O’Dowd went through a spreadsheet comparing the three rebuild alternatives and the elevated Turnpike option came out ahead in nearly every category. According to the spreadsheet, the elevated Turnpike approach is the simplest and cheapest to construct, the most resilient to flooding and storm surge, and it will cause the least impact on the Charles River.

Technically, the two approaches would cost the same to build, but Pollack, with an assist from Steve Poftak, the general manager of the T, said the all-at-grade approach would end up costing $300 million more because it would require the cash-strapped T to build a maintenance facility on the south side of the commuter rail system. The maintenance facility would not be needed for the elevated Turnpike option because that approach wouldn’t require the shutdown of a rail link to a repair facility on the north side of the commuter rail system.

Both sides in this game of chicken are playing for keeps. The opponents of rebuilding the transportation infrastructure as is say it would be a waste of a once-in-a-generation opportunity to get rid of a viaduct that walls off off the area around BU from the Charles River. But Pollack holds what is perhaps the trump card, the threat of just rebuilding the viaduct and nothing more. For a transportation secretary with no funding source for the project, the $440 million price tag for the bare-bones approach may sound pretty good.

Lots of opposition to T service cutbacks

 More than 400 emails and 124 voicemails were submitted to the T’s Fiscal and Management Control Board on Monday opposing service cuts to deal with a looming budget shortfall next year.
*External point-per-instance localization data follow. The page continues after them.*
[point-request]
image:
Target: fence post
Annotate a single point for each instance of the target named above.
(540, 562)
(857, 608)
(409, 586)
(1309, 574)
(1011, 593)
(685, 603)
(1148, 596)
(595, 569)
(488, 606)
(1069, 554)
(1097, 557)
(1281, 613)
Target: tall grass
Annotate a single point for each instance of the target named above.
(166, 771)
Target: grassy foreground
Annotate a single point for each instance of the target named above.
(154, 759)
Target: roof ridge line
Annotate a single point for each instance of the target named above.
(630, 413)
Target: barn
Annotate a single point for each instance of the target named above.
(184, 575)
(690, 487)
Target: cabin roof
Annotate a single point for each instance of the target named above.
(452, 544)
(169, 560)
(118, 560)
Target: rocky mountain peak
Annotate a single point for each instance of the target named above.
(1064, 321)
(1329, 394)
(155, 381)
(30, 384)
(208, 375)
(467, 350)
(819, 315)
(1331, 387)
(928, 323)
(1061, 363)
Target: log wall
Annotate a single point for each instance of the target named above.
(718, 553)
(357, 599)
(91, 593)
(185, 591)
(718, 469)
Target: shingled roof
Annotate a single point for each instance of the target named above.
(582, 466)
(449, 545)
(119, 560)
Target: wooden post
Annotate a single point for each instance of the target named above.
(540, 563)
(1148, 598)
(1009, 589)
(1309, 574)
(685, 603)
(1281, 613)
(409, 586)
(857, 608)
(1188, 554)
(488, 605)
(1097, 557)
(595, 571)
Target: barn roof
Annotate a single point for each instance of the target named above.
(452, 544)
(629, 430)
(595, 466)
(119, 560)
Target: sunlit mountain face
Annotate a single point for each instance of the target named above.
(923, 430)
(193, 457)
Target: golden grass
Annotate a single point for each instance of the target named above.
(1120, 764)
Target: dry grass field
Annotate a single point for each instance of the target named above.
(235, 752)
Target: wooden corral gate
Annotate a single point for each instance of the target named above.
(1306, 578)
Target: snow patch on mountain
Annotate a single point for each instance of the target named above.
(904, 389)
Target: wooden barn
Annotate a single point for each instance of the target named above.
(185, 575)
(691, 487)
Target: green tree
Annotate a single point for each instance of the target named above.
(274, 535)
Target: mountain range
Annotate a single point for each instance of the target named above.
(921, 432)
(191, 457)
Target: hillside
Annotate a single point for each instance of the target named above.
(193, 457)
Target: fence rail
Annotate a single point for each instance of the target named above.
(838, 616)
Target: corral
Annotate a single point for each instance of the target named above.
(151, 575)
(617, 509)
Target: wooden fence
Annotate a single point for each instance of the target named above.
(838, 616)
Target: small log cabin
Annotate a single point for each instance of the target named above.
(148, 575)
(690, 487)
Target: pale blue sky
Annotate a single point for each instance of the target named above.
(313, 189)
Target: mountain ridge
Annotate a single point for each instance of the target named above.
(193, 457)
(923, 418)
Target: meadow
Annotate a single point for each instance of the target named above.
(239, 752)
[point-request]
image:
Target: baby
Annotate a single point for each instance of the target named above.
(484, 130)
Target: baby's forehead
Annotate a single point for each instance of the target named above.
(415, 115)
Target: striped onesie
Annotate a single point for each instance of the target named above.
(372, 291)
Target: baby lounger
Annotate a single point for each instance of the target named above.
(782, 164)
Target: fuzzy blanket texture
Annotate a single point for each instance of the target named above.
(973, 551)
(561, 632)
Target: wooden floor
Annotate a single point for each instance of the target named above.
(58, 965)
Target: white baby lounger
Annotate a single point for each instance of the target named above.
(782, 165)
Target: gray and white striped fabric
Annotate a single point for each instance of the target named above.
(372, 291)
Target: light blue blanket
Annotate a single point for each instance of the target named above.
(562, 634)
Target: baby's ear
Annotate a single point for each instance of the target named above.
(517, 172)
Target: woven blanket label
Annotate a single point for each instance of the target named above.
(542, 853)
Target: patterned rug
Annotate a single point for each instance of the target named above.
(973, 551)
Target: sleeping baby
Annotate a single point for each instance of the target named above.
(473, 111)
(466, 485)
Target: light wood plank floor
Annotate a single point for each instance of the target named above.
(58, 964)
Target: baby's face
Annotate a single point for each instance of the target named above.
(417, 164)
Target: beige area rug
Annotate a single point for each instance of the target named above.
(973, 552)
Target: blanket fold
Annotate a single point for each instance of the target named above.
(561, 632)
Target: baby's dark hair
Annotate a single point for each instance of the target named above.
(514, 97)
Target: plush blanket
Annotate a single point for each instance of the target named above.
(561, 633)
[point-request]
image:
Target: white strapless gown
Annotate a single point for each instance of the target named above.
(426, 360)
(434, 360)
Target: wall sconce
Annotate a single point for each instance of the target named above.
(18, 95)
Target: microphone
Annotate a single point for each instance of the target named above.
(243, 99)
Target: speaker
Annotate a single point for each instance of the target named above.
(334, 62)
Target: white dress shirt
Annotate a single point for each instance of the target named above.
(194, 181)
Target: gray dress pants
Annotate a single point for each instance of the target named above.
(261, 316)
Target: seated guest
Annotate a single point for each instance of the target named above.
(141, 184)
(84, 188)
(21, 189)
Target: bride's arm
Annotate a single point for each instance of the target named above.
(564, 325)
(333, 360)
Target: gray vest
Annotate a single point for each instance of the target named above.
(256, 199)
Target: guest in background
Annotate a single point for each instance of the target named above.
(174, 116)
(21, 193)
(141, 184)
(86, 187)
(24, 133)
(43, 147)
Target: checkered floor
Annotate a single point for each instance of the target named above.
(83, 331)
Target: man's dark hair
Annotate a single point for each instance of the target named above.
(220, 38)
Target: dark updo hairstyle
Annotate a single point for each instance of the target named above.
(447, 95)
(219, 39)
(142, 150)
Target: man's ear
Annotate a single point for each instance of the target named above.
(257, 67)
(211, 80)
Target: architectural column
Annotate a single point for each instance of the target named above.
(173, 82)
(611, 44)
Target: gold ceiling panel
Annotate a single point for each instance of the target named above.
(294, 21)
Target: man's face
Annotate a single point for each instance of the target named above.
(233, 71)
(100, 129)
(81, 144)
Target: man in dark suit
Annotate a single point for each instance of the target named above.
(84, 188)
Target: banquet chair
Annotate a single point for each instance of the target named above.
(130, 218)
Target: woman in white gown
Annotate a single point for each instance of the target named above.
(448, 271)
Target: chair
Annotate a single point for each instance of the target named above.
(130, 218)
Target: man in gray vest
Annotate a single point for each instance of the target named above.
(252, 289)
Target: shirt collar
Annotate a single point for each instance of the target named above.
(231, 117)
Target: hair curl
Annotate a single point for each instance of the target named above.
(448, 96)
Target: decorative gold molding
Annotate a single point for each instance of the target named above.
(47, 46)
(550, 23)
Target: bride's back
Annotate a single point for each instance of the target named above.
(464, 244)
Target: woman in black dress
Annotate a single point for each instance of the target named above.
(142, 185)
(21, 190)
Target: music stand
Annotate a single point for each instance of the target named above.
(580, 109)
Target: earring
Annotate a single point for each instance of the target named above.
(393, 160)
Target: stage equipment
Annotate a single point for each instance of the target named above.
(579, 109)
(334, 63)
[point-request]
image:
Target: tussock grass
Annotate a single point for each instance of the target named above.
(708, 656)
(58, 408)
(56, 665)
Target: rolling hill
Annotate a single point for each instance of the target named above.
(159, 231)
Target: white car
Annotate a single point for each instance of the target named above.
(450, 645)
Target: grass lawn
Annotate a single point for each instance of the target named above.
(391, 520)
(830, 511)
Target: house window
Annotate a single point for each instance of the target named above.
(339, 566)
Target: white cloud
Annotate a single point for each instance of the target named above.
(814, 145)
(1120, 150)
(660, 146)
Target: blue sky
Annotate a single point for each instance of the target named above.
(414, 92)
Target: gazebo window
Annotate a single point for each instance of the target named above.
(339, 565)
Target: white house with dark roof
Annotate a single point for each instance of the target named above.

Boston Mayor Marty Walsh submitted a video message that urged the board to avoid cuts and to press for additional federal funding.

Somerville Mayor Joe Curtatone had a similar message, warning that services cut next year will be difficult to bring back the following year.

The control board dispensed with reading or listening to all of the comments during the board meeting, but promised all of the information would be made available to each member.

Joseph Aiello, the chair of the control board, said most of the comments dealt with expected cuts to ferry and commuter rail service, where riders have been scarce since the arrival of COVID-19 and suburbanites began working from home.

A voicemail from Michelle O’Leary, a nurse at Massachusetts General Hospital, said she commutes five days a week from her home in Hull to the hospital. She said many other healthcare workers join her most days. “It is essential for our healthcare workers,” she said of the ferry service to Boston.

Tibbits-Nutt criticizes MBTA diversity efforts

The general manager of the MBTA on Monday outlined what the transit authority is doing to increase diversity, but the vice chair of the Fiscal and Management Control Board said a new approach is needed.

Steve Poftak, the general manager, said a working group has been set up, training is being conducted, and Julian Tynes has been named chief diversity officer.

Monica Tibbits-Nuttm, the vice chair of the control board, said the diversity numbers presented on Monday seemed to be no different from what they were last year.

“I think the process is clearly broke,” she said, urging Poftak and the T to bring in outside expertise and to make dramatic changes in the way minorities are recruited to the authority and encouraged to stay.

“As a black person, this agency does not seem particularly friendly to me,” she said.